Traditionally, introduction of Windows operating systems helped to increase sales of personal computers. However, this did not really happen with Windows Vista, Windows 7 and Windows 8. Therefore, it is unclear how the release of Windows 10 affects global PC shipments.

Intel’s “Skylake” microprocessors are expected to significantly increase performance in multi-threaded applications thanks to micro-architectural enhancements. In addition, the new chips will feature faster integrated graphics cores compared to existing CPUs. Select “Skylake”-based mobile systems will feature wireless charging and wireless docking technologies.

Discuss on our Facebook page, HERE.

KitGuru Says: It will be very interesting to see whether Windows 10 will catalyse many people to buy new PCs. Obviously, “Skylake”-based systems will be better than machines based on the company’s current-gen technology. But will they be considerably more successful?

Become a Patron!

Check Also

Yo Ho Ho and a Merry End to 2024 (which turned out a bit weird)

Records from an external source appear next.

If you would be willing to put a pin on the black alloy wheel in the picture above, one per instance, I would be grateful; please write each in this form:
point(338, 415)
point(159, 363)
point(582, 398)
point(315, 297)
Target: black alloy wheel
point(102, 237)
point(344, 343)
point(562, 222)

2024 has been a busy year. It feels like CES 2024 took place about three years ago and Computex - a mere six months ago - is ancient history. You have to think long and hard to recall that yes, Nvidia 40-series Super did indeed arrive in 2024. This is my video about my recollections of the year and that pretty much boils down to CPUs and motherboards.

3 comments

  1. Might be because they are too focused on power saving over performance increase, abit sad for us desktop useres.

  2. ✈✔➨✈✔➨I RECEIVED FIRST DRAFT OF $13000!@ak1:

    ,,,

    ➨➨➨➨https://NetMoneyWeb.com/home/p0sitions….

    ✔❣❣❣✔❣❣❣✔❣❣❣✔❣❣❣✔❣❣❣✔❣❣❣✔❣❣❣✔❣❣❣✔❣❣❣✔❣❣❣

  3. The performance increases are there, but the thing is legacy code running just vanilla x86 instructions from the days of Pentium 4 and Athlon 64 falls into the SISD computing model, and there’s a hard theoretical limit to the performance of it when the clock counts for all instructions asymptotically go towards 1. At that point everything is bound to branch prediction, cache latencies, cache miss ratios, and raw clock speed. Programs need to move to SIMD and move to being multithreaded. There’s only so much more Intel can do.